The land before the creatures appeared to be normal but behind them was sourland. They were changing it, turning it from good, rich earth that could be sown and harvested by people into material for some other purpose. She saw smaller shapes as well, scattered over the plain, but always heading inexorably north.

The road on the ridge was taking them east. The beleaguered Corpse People did not know where Bress and the Lochlannach had gone, but they had last been seen sailing east away from the Isle of Madness. Ysgawyn’s plan was to head north and east, try to distance themselves from the Muileartach’s spawn. Where Bress went there would be stories for them to follow.

 

They travelled for weeks, finding only abandoned settlements and villages. Britha shamefully joined with the Corpse People in scavenging for supplies.

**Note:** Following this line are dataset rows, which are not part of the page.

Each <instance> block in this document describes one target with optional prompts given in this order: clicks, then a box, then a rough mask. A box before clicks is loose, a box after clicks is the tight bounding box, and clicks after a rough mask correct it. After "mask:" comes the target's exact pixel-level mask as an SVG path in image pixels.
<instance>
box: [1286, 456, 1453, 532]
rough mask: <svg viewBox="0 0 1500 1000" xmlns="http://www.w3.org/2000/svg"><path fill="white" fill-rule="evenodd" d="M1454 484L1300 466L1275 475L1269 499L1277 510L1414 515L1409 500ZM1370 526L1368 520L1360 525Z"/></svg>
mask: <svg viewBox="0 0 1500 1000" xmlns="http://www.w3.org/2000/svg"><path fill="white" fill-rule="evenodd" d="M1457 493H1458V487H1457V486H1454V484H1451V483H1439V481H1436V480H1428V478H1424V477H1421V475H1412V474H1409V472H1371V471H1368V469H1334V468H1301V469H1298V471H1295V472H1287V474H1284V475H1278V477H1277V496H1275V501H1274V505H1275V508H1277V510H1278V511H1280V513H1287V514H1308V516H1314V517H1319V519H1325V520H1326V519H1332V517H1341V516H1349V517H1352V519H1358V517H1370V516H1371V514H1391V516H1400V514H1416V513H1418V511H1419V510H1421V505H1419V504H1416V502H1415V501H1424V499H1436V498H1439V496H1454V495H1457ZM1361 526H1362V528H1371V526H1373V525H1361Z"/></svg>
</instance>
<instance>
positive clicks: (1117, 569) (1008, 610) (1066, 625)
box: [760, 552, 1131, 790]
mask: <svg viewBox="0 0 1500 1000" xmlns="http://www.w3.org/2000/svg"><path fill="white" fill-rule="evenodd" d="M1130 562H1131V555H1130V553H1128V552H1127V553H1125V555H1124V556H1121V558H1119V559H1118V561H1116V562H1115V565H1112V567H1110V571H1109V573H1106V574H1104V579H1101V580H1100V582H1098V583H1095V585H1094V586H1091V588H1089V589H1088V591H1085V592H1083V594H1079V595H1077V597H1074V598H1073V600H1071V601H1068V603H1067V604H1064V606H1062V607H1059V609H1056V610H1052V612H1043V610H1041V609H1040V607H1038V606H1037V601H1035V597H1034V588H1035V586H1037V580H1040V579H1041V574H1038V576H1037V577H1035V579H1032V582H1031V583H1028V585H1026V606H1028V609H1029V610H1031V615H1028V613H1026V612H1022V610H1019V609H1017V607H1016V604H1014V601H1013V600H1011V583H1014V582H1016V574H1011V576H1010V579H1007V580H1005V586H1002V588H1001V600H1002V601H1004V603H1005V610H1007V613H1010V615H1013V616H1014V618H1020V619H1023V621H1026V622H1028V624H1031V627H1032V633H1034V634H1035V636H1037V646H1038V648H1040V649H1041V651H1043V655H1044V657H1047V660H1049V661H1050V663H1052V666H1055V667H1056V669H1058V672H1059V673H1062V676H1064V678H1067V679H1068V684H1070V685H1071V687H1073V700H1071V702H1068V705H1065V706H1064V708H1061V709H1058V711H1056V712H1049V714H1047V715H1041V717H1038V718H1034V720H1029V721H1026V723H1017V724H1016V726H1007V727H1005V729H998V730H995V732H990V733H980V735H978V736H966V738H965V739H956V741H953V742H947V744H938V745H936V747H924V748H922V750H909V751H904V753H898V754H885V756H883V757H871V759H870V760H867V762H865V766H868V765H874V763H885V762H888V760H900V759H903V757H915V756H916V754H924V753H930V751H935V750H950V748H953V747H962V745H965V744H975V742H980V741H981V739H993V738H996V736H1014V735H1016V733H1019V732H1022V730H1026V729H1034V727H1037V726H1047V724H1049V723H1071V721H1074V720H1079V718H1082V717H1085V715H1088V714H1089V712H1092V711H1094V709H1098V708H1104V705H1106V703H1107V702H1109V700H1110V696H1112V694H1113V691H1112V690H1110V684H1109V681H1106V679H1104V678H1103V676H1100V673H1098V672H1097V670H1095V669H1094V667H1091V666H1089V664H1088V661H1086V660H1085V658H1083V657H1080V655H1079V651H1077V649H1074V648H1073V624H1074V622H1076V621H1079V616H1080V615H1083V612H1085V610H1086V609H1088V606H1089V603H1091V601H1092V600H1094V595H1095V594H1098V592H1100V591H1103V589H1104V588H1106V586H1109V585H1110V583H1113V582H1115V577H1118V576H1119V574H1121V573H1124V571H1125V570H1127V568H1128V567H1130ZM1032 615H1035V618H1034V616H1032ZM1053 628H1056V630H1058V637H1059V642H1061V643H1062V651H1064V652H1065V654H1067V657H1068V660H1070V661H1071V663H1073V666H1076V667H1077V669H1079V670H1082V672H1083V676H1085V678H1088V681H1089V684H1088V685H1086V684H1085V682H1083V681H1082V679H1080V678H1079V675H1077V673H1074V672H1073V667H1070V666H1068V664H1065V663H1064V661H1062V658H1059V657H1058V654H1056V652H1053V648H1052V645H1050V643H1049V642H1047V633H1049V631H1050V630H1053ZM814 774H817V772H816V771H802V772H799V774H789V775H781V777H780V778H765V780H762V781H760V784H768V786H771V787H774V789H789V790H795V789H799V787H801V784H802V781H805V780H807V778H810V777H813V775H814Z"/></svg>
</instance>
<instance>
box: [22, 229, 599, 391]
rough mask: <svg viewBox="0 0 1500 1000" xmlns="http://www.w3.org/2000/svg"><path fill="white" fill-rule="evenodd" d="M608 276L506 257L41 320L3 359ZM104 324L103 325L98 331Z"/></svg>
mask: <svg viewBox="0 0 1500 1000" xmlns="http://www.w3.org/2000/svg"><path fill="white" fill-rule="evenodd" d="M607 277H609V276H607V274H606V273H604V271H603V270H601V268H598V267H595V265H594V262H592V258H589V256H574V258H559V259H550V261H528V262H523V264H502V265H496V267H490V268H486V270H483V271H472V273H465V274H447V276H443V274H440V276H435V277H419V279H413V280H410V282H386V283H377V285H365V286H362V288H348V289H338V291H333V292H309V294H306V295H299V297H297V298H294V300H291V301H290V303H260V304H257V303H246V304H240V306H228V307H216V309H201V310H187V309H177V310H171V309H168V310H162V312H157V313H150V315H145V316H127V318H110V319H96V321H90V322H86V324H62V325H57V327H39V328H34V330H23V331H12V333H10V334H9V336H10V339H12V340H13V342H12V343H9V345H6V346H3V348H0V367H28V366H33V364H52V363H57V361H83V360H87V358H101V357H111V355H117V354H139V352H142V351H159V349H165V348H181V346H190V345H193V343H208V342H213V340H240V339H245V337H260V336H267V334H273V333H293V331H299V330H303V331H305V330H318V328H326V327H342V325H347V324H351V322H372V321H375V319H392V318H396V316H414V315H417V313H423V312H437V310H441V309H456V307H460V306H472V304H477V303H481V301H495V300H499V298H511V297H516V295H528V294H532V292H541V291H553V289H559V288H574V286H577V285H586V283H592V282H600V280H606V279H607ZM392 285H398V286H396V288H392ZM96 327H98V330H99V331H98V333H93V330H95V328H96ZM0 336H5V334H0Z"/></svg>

They came across a hill fort guarded by spear-carriers. All their warriors had ridden east to fight the army of giant serpents coming from the south. Britha and her companions were refused hospitality because someone from within recognised the Corpse People who had raided the Atrebates for many years. Ysgawyn cursed them, and told them there was no fighting what was coming, and that they were all dead anyway.

As they followed the road further north and east, they started to see more people using it. Nearly all of them were warriors who had either missed the chance to do battle with the Lochlannach or, shamed by running and hiding, were heading south. The warriors came from disparate tribes and there appeared to be an uneasy truce among them.

Britha and the others were cursed for cowards when it became apparent they were heading away from the spawn, which resulted in a series of challenges being fought along the road. Ysgawyn made sure they picked their victims very shrewdly, and each new victory meant that the dead warrior’s horse, armour and weapons were forfeit to the Corpse People. They took what they could use and traded the rest.

Ysgawyn made one miscalculation and another of the Corpse People died. Now only four remained: Brys and Gwynn – both of whom Britha was starting to like despite herself, Ysgawyn and Madawg. Madawg looked too frail to be a warrior, particularly after the ravages of the Corpse People’s flight. He was nearly silent, and his odd, narrow face had a complexion so sallow he looked ill. His dark hair was thin and receding. Despite his appearance, however, he was a cunning, vicious and very fast fighter. He’d won the challenge he fought because the other warrior had woefully underestimated him.